A good way to keep engagement is to set a personal schedule of when to post. This could be every week or even every day — just make sure that you’re posting something meaningful and not redundant. Don’t believe me? Hear it straight from Facebook itself.
Facebook has been around for nearly 18 years now, and odds are that you may have some old posts and photos that aren’t entirely representative of who you are now. It is always worthwhile to go back and discard old posts that could tarnish the professional image you’ve worked so hard to create. That picture of your day out at the ball game in 2008 can probably stay, but you may want to delete all the high school gossip off of your timeline.
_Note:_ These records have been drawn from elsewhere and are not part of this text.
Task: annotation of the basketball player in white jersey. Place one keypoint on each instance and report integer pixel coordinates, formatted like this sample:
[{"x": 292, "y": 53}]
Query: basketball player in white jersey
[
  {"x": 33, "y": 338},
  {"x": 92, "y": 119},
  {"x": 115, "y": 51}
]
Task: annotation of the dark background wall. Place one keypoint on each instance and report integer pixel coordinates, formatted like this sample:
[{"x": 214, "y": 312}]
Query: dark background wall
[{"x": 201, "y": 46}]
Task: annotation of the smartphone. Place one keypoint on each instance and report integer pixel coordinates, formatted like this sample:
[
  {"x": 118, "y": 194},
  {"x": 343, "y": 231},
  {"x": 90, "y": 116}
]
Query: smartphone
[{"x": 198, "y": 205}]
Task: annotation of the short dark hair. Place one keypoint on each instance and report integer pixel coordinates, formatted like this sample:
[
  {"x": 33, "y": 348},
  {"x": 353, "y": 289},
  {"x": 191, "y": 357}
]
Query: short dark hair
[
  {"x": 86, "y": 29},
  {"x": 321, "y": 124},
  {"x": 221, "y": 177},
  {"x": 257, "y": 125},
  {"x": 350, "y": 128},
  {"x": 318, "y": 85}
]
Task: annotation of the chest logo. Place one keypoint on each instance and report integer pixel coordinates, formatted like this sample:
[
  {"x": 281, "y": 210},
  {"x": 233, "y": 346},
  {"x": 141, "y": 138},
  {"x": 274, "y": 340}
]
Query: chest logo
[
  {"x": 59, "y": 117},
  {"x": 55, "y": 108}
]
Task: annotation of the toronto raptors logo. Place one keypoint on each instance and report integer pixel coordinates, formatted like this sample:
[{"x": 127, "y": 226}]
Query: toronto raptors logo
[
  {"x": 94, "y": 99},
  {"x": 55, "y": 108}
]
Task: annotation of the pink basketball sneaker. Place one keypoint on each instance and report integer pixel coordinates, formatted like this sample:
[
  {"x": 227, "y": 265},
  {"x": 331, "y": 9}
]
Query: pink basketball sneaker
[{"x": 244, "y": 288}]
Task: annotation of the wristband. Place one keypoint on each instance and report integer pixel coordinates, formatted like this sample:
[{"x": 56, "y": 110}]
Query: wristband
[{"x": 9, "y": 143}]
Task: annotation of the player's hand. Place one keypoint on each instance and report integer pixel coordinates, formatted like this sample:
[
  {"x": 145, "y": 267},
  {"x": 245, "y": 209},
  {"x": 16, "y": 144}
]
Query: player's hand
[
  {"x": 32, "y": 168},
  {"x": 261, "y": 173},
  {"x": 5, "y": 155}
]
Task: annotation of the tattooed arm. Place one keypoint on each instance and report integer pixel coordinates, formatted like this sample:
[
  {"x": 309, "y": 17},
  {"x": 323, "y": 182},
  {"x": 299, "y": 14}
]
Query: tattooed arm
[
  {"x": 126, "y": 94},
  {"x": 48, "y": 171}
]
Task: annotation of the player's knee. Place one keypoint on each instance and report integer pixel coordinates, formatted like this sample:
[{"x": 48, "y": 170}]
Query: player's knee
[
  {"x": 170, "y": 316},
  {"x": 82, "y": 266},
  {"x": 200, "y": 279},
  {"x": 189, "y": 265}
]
Keeping your entire profile up to date with your image is key to achieving a trustworthy image.
Unless you’re running your business from Facebook, which is very possible nowadays, you’ll likely want to channel your page’s visitors to your website. For this reason, it’s important to include a link to your website near the top of your page. Your profile’s “bio” section is a perfect place to insert a link to your website; however, it’s a better idea to include the link in several places throughout your page. Linking your website in the “about” section of your profile and through hyperlinks in your posts will increase the likelihood of getting clicks.